ECLI:NL:RVS:2025:96
Raad van State
- Voorlopige voorziening+bodemzaak
- M.J.M. Ristra-Peeters
- Rechtspraak.nl
Hoger beroep vreemdeling tegen niet-ontvankelijk verklaring verblijfsvergunning asiel
Op 15 januari 2025 heeft de voorzieningenrechter van de Afdeling bestuursrechtspraak van de Raad van State uitspraak gedaan in een hoger beroep van een vreemdeling tegen de niet-ontvankelijk verklaring van zijn aanvraag voor een verblijfsvergunning asiel. De minister van Asiel en Migratie had op 8 augustus 2024 de aanvraag van de vreemdeling niet-ontvankelijk verklaard. De rechtbank Den Haag, zittingsplaats Rotterdam, had op 16 december 2024 het beroep van de vreemdeling tegen deze beslissing ongegrond verklaard. De vreemdeling, vertegenwoordigd door mr. G. van Reemst, heeft vervolgens hoger beroep ingesteld en verzocht om een voorlopige voorziening.

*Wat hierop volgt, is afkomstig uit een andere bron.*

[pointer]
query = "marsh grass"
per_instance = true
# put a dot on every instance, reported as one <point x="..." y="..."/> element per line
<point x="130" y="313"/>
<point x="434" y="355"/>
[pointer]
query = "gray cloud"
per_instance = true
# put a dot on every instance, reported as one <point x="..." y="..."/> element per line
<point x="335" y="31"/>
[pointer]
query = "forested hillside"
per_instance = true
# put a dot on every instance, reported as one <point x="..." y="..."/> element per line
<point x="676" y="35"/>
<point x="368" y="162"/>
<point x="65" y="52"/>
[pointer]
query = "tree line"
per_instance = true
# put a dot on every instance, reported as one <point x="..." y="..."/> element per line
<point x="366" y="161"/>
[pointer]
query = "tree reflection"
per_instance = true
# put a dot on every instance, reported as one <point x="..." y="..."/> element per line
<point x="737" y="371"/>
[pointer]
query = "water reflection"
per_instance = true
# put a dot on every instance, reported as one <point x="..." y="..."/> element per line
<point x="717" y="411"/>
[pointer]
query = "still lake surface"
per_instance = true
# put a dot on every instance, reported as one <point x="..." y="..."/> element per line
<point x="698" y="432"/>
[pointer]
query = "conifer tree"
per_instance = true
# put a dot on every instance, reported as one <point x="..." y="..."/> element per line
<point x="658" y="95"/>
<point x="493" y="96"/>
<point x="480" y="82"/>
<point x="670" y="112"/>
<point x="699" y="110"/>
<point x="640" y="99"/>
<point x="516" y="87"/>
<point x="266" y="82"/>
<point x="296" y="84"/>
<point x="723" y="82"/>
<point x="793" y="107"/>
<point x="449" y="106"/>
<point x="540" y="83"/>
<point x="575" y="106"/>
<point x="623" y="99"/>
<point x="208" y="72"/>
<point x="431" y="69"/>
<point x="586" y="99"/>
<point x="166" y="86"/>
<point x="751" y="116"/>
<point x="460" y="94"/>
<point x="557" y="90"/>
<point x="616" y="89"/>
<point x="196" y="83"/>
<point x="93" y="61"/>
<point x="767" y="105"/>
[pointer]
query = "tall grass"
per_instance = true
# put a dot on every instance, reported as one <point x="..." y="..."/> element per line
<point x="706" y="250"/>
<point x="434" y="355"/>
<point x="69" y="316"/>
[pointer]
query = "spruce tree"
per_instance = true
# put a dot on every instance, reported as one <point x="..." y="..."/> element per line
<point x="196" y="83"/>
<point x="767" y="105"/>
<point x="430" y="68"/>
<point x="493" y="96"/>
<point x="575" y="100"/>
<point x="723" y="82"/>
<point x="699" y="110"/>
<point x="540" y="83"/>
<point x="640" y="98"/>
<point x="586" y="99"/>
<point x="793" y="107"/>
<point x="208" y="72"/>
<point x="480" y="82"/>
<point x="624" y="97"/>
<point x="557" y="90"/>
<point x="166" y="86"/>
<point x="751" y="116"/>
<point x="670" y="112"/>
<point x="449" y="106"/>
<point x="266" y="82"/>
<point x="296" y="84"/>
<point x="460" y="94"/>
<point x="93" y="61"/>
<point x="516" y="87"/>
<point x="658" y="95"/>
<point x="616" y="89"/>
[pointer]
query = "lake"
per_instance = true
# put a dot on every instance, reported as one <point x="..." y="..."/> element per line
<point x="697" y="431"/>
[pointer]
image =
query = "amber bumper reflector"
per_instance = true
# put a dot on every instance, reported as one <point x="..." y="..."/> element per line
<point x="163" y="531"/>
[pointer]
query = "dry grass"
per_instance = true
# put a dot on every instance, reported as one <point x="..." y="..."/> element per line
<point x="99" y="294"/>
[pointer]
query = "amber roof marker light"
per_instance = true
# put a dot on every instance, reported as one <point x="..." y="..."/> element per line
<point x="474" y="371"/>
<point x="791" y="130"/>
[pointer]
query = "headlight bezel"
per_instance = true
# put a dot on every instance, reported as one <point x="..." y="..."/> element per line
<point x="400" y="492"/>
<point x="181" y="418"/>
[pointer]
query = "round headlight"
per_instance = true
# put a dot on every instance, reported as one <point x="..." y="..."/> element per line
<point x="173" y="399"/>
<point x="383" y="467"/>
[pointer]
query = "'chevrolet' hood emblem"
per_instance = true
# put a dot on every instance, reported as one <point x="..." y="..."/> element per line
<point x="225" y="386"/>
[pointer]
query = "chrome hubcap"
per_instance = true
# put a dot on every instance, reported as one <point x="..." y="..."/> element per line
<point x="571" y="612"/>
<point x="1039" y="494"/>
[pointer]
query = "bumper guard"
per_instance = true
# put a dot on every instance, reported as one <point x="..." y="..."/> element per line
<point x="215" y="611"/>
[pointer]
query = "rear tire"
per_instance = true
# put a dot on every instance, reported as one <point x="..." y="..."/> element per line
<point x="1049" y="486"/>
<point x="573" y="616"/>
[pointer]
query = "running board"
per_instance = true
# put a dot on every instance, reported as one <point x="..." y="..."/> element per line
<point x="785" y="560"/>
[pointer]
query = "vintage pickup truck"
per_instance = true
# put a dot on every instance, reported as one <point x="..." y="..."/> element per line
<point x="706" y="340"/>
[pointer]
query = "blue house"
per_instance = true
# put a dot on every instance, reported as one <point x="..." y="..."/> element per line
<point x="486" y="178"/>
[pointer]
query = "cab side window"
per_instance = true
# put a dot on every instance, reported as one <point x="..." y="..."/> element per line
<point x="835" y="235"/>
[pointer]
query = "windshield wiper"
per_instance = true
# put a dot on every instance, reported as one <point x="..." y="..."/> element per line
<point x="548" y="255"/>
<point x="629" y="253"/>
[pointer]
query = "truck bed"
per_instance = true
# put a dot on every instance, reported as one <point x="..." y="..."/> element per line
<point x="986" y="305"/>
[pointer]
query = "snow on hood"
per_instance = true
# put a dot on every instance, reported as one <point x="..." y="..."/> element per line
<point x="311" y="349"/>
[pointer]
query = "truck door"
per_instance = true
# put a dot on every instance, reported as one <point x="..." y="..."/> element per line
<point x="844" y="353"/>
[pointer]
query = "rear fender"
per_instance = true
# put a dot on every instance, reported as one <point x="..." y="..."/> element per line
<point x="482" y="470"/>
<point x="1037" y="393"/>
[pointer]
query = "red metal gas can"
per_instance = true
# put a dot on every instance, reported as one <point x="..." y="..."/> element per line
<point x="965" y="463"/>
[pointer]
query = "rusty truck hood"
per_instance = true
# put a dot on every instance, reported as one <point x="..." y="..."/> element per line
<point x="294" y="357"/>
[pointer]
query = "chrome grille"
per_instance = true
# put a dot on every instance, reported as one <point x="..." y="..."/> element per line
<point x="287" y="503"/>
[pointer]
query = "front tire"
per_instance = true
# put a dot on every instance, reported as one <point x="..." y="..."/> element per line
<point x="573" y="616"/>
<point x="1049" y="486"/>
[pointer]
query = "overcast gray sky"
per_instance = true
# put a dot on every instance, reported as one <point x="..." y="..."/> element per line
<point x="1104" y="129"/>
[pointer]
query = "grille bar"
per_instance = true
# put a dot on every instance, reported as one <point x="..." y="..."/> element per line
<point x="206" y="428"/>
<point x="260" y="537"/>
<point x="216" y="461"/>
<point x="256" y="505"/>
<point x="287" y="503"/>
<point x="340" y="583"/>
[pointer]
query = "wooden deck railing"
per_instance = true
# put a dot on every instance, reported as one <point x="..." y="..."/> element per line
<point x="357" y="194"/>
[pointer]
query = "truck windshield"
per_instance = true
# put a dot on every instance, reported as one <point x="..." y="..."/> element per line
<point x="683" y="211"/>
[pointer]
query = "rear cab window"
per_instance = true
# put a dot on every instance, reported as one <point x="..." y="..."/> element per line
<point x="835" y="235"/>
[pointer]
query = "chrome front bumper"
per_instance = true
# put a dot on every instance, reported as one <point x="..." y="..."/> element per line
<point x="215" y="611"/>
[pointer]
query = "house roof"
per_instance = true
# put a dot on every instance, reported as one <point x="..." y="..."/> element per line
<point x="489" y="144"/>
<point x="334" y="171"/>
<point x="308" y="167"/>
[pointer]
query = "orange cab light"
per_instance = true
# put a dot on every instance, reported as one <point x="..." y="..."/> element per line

De voorzieningenrechter heeft overwogen dat het hoger beroep niet leidt tot vernietiging van de uitspraak van de rechtbank. De rechtbank had terecht geoordeeld dat de minister geen onjuiste beslissing had genomen, aangezien de vreemdeling geen nieuwe relevante elementen had aangedragen voor zijn asielaanvraag. Het hogerberoepschrift bevatte geen vragen die in het belang van de rechtseenheid of rechtsontwikkeling beantwoord moesten worden, waardoor het hoger beroep ongegrond werd verklaard.
De voorzieningenrechter bevestigde de uitspraak van de rechtbank en wees het verzoek om voorlopige voorziening af. De minister werd niet verplicht om proceskosten te vergoeden. De uitspraak werd openbaar uitgesproken op dezelfde datum.